2011 ncaa tournament

And Just Like That, St. John’s’ Season Is Over

St. John’s lost to Gonzaga last night, 86–71, ending what had been a promising season in their very first NCAA Tournament game. Even now, just hours later, it’s easy to appreciate what this year’s team has accomplished — it’s made St. John’s basketball relevant again, it’s regained a real home-court advantage at the Garden, it’s set the stage for Steve Lavin to continue this resurgence in the years ahead — but it doesn’t make last night’s loss any less disappointing.

The problem with losing a key player so close to Tournament time is that not only does is weaken a team’s roster, it also hurts them in the eyes of the selection committee. And so when D.J. Kennedy tore his ACL against Syracuse, a Red Storm team that once appeared headed for a No. 4 seed fell to a No. 6, and a matchup against surging Gonzaga, who are Tournament regulars and winners of nine straight games heading into last night’s game. St. John’s, of course, has toppled far better teams than Gonzaga this year — they beat two of this tournament’s No. 1 seeds, after all — but last night, playing without Kennedy, Gonzaga used a 12–0 first-half run to jump out to a comfortable lead and would more or less cruise from there.

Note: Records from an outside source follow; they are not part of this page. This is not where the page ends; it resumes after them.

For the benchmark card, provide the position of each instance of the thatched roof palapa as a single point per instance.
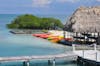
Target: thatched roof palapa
(85, 19)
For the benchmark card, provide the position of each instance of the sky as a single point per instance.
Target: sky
(44, 6)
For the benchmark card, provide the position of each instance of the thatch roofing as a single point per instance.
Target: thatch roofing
(85, 19)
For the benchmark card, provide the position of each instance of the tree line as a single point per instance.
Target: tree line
(29, 21)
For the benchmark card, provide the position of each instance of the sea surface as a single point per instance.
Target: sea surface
(27, 45)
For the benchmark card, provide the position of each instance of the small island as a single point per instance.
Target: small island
(29, 21)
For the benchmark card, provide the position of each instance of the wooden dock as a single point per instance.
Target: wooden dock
(27, 58)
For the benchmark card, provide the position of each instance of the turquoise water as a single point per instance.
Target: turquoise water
(27, 45)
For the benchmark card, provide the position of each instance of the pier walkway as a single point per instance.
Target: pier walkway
(27, 58)
(86, 54)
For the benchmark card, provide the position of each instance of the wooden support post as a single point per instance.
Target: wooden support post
(96, 56)
(27, 63)
(83, 54)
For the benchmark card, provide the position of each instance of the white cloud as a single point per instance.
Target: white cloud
(41, 3)
(72, 1)
(98, 0)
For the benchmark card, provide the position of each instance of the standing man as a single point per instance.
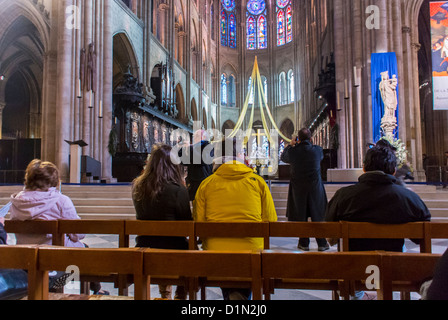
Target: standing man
(307, 197)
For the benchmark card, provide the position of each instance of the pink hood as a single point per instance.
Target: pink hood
(44, 205)
(41, 205)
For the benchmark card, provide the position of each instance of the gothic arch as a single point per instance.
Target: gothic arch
(124, 58)
(22, 62)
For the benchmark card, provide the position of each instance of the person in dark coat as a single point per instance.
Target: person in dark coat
(199, 163)
(307, 197)
(438, 290)
(377, 198)
(159, 194)
(3, 234)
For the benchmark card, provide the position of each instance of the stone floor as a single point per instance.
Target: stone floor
(278, 244)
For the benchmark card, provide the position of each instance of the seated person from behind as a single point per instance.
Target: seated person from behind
(41, 200)
(159, 194)
(376, 198)
(234, 193)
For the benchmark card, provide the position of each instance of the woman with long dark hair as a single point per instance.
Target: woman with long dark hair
(159, 194)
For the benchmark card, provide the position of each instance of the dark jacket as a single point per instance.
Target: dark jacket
(377, 198)
(3, 235)
(438, 290)
(171, 205)
(307, 196)
(198, 168)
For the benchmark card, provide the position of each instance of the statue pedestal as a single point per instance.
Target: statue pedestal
(344, 175)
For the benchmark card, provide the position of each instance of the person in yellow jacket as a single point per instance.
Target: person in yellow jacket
(234, 193)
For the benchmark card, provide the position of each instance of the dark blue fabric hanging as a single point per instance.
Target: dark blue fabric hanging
(381, 62)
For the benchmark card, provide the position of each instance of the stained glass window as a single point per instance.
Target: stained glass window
(251, 36)
(232, 31)
(284, 22)
(252, 94)
(282, 3)
(228, 24)
(256, 7)
(256, 25)
(281, 28)
(224, 28)
(281, 148)
(229, 5)
(223, 89)
(288, 24)
(262, 39)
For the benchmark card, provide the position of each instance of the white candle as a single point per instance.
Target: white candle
(101, 109)
(79, 89)
(91, 99)
(338, 101)
(346, 89)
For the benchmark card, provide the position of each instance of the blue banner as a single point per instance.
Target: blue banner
(381, 62)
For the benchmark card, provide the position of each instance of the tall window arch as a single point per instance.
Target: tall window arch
(224, 89)
(228, 24)
(284, 22)
(291, 86)
(264, 82)
(283, 89)
(256, 25)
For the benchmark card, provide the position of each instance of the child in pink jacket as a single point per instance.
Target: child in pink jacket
(41, 200)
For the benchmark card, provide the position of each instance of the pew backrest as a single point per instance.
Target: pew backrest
(233, 230)
(161, 228)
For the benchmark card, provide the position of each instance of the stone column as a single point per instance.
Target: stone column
(106, 165)
(2, 107)
(64, 90)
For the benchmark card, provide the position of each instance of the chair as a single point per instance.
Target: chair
(292, 270)
(230, 230)
(229, 266)
(90, 261)
(161, 228)
(365, 230)
(406, 272)
(36, 227)
(233, 230)
(104, 227)
(306, 230)
(22, 258)
(167, 229)
(437, 230)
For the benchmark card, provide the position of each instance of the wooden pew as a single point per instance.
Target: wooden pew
(233, 230)
(90, 261)
(230, 230)
(364, 230)
(406, 272)
(36, 227)
(167, 229)
(24, 258)
(161, 228)
(305, 230)
(288, 270)
(103, 227)
(324, 230)
(204, 264)
(437, 230)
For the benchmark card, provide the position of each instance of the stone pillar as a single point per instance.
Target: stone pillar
(2, 107)
(106, 165)
(64, 90)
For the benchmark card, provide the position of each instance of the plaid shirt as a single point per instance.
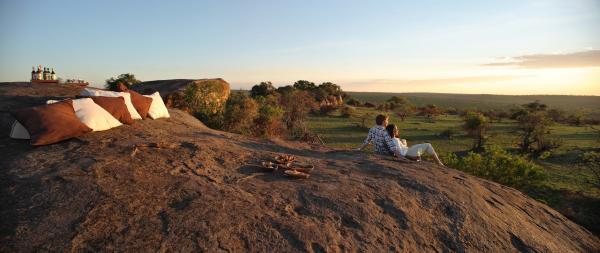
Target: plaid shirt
(383, 142)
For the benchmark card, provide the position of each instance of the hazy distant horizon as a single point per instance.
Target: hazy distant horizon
(507, 47)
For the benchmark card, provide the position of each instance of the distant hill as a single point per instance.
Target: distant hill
(174, 185)
(487, 101)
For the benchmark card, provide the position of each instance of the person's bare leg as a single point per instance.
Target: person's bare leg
(432, 152)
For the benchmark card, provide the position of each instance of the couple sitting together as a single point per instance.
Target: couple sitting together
(387, 142)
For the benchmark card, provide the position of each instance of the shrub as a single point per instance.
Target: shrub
(533, 128)
(327, 109)
(269, 121)
(500, 166)
(364, 120)
(127, 79)
(369, 105)
(262, 89)
(353, 102)
(206, 100)
(591, 160)
(348, 111)
(404, 110)
(304, 85)
(240, 112)
(448, 133)
(475, 124)
(297, 105)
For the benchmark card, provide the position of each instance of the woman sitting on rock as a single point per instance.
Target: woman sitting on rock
(414, 152)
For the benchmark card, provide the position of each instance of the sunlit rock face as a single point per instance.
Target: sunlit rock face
(206, 96)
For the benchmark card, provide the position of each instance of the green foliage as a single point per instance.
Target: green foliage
(475, 124)
(500, 166)
(448, 133)
(268, 123)
(348, 111)
(285, 90)
(591, 160)
(327, 109)
(398, 100)
(239, 115)
(533, 128)
(296, 104)
(206, 100)
(305, 85)
(430, 111)
(369, 105)
(127, 79)
(353, 102)
(404, 110)
(262, 89)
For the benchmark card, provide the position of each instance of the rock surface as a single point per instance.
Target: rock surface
(176, 185)
(209, 95)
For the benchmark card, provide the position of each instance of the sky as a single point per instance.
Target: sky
(491, 47)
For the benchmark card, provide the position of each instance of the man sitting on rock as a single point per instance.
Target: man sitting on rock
(383, 143)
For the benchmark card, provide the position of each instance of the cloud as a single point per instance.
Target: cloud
(583, 59)
(440, 81)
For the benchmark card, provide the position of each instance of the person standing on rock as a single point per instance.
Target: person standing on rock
(382, 142)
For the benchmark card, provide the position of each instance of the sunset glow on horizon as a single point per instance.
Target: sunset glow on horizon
(492, 47)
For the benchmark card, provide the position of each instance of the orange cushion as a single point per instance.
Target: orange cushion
(51, 123)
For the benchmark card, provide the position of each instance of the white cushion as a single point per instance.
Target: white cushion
(158, 109)
(104, 93)
(92, 115)
(18, 131)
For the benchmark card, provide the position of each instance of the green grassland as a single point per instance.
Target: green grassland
(572, 104)
(567, 188)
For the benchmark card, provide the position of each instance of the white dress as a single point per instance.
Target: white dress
(413, 151)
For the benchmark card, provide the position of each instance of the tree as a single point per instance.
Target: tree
(475, 124)
(296, 104)
(557, 115)
(363, 120)
(404, 110)
(330, 88)
(304, 85)
(284, 90)
(326, 90)
(430, 111)
(127, 79)
(591, 160)
(353, 102)
(262, 89)
(240, 112)
(533, 127)
(398, 100)
(535, 106)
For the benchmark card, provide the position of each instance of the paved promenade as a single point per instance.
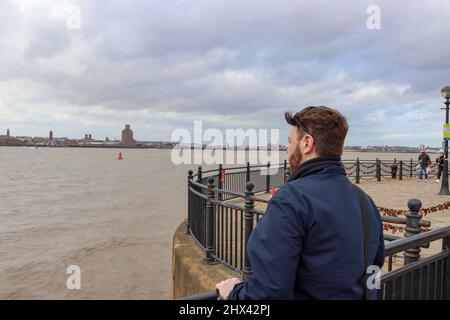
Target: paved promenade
(394, 194)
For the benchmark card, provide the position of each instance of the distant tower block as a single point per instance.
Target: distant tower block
(127, 137)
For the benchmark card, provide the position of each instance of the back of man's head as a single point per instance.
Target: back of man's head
(327, 126)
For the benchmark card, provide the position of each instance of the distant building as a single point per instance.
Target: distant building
(127, 137)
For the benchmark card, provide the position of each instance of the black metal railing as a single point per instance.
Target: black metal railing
(419, 279)
(222, 213)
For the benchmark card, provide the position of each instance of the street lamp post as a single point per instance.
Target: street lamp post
(445, 92)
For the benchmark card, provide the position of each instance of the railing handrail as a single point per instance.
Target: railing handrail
(208, 295)
(416, 240)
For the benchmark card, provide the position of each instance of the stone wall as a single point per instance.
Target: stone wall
(189, 275)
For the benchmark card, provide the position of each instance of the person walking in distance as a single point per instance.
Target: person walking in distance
(440, 163)
(424, 162)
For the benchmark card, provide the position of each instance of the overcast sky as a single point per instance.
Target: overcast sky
(160, 65)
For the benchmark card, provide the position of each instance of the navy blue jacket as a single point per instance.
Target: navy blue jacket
(309, 243)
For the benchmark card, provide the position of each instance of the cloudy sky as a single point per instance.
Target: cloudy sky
(160, 65)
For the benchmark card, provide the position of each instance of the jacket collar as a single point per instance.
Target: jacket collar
(330, 164)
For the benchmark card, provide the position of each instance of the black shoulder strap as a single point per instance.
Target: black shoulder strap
(365, 221)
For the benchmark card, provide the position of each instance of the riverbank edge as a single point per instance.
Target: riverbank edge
(189, 275)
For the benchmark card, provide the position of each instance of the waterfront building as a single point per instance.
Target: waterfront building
(127, 137)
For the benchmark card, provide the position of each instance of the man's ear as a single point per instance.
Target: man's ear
(308, 144)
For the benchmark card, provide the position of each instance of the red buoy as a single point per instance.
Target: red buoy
(273, 191)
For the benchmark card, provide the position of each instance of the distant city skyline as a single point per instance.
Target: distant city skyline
(162, 65)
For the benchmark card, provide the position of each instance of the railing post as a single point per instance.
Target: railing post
(248, 227)
(358, 177)
(410, 170)
(210, 225)
(219, 182)
(446, 247)
(412, 228)
(378, 170)
(199, 175)
(400, 175)
(287, 173)
(188, 224)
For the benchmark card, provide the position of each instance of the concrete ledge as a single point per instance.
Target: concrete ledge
(189, 275)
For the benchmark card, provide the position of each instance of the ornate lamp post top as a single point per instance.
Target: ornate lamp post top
(445, 92)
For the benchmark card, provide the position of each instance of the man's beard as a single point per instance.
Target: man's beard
(295, 161)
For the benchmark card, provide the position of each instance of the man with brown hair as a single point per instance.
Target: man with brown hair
(320, 233)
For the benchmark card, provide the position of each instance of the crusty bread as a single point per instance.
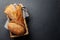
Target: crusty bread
(16, 24)
(16, 28)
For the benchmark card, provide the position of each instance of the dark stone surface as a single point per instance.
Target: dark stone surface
(44, 20)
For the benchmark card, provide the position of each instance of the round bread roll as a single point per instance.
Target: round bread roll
(16, 29)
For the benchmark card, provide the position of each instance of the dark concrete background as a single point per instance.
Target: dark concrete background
(44, 23)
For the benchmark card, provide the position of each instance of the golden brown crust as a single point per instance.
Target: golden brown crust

Among the ugly stats: Gonzaga outrebounded the Johnnies 43–20, shot 53.8 percent from the field, drained 9 of 15 threes, and dished out twenty assists. St. John’s had cut the lead to eight early in the second half; two Gonzaga threes and roughly a minute later, the lead was up to fourteen. It wasn’t supposed to end like this for St. John’s — not quite this early anyway.

And now Lavin finds himself in a strange situation: This team has undoubtedly raised the profile of St. John’s basketball, but this particular group included ten seniors. And so from a basketball standpoint, they’ll have to start anew next year, with a mostly new cast of characters. Lavin, of course, has assembled an outstanding recruiting class, so the future remains bright. Still, he faces a huge turnover — even for a college team — not just in his starting five, but on his bench, as well.

Having said all that, there’s no denying that St. John’s has at least started to carve out a space in this city’s sports scene. (Obviously, they once were a key part of it, but considering how low they’d fallen in recent years, that was no easy task.) This year’s team, and those seniors especially, deserve a lot of credit for that. Now it’s up to Lavin to continue that progress, next year and beyond.